A principal reclamação foi quanto ao prazo de entrega dos resultados. O protocolo prevê que os clubes devem saber com antecedência se existem atletas ou integrantes da delegação contaminadas. Nos casos dos jogos de Goiás, com dez infectados, e Vila Nova, com um, os diagnósticos saíram no dia das respectivas partidas.

Mais da polêmica
Jogo do Verdão foi adiado após resultados
Vila Nova teve caso confirmado já na concentração, em Manaus

As amostras de nasofaringe são coletados por laboratórios parceiros credenciados pelo Einstein e processados pelo hospital paulista. Em nota, a unidade informou que as falhas na testagem de colorados e esmeraldinos aconteceram por problemas com um laboratório parceiro em Goiânia. Uma contraprova do Verdão apontou nove contaminados.

Entre os clubes da Série A, o Corinthians já anunciou que não faria mais testes no Einstein. Segundo a equipe paulista, a decisão se dá por ‘falhas e inconsistências' com o hospital contratado pela CBF.

Os laboratórios escolhidos pelos clubes precisarão de aprovação da Comissão Médica da CBF. Os testes no Einstein são custeados pela entidade.
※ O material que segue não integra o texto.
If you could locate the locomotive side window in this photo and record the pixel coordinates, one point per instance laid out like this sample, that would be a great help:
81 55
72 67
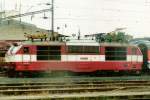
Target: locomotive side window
26 50
116 53
83 49
48 52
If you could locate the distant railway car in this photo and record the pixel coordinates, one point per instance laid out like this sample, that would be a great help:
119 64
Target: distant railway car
75 56
144 46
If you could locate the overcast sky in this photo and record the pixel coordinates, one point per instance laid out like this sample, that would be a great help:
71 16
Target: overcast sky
90 16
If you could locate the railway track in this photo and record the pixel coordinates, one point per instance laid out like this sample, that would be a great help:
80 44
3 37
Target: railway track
131 89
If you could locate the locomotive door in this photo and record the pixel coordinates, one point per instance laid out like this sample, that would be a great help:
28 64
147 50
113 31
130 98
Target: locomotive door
26 57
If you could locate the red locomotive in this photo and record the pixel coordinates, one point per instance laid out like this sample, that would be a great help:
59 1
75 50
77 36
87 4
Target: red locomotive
75 56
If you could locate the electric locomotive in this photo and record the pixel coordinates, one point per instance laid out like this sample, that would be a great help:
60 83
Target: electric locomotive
74 55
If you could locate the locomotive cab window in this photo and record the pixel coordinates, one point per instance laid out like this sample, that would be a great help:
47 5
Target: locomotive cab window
83 49
48 52
26 50
116 53
134 50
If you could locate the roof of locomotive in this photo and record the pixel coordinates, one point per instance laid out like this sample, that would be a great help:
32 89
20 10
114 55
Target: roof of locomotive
118 44
43 43
142 42
77 43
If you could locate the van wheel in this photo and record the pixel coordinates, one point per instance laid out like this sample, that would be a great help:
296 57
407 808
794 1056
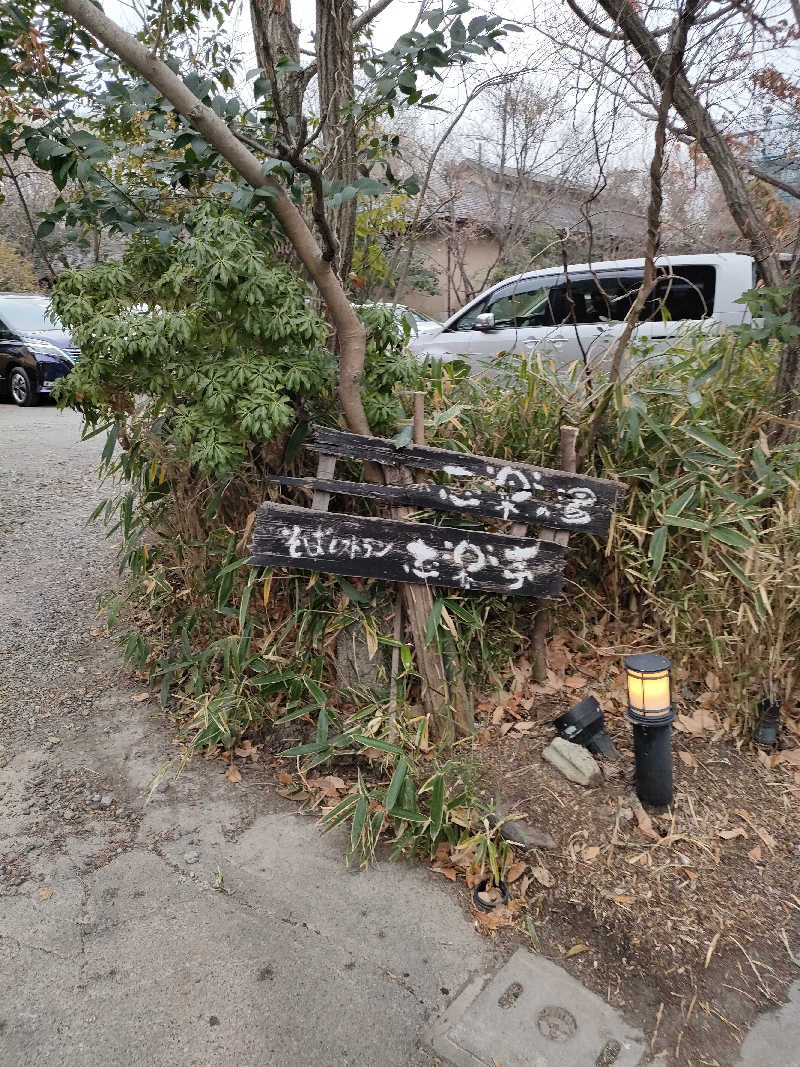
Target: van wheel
21 391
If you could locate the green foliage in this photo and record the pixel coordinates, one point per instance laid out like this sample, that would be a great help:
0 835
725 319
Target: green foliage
377 227
216 335
419 810
205 362
16 273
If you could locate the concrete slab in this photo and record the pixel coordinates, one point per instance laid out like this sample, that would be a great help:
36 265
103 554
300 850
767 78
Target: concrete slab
776 1037
532 1014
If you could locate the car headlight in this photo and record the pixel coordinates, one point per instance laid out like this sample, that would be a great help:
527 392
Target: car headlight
45 348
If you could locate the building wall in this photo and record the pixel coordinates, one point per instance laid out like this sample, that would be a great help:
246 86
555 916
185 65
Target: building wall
479 255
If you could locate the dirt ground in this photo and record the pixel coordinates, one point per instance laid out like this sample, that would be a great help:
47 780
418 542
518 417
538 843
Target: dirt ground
690 918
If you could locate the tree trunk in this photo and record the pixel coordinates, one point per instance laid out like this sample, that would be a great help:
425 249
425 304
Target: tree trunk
335 81
731 176
349 329
275 35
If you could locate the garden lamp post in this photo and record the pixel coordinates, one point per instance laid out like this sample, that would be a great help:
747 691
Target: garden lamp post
650 710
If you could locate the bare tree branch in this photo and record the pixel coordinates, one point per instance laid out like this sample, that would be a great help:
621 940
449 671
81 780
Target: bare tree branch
349 328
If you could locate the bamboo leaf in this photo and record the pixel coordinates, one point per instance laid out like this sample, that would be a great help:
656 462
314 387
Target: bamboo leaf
433 620
657 545
725 536
689 524
360 817
709 442
382 746
397 783
437 805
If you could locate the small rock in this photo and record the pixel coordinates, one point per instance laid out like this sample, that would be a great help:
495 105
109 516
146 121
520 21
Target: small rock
527 837
573 761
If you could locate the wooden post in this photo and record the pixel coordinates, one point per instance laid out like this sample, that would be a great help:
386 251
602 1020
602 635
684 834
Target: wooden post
325 470
568 460
418 603
458 697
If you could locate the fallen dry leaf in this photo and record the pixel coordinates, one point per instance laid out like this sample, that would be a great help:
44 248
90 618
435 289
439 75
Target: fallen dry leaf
767 838
698 722
502 916
515 871
248 750
712 946
643 819
543 876
765 760
576 949
331 785
575 681
442 856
Não se sabe ainda se a própria confederação ou os próprios clubes precisarão pagar outros laboratórios eventualmente selecionados.

Sem mínimo de casos

Em entrevista ao canal Sportv, o secretário-geral da CBF, Walter, Feldman, afirmou que não está estabelecido um número mínimo de casos dentro de um clube que possa inviabilizar a realização da partida. Ele não descarta, porém, que esse parâmetro seja estabelecido.

– Eu diria que a questão não é subjetiva e nem tem um número. Até porque a gente tem que saber o equilíbrio do plantel. A gente sabia que tinha um goleiro infectado e teria que entrar sem um goleiro reserva, o que é um problema. Ou então no caso do Imperatriz, que tinha 18 jogadores e seis para entrar em campo. Antes dos últimos quatro resultados, a gente sabia que tinha 13 jogadores aptos. É um número muito dramático para o jogo ser realizado. Teria um caráter técnico para liberar a partida e talvez tenhamos que definir um numero de infectados no futuro – disse.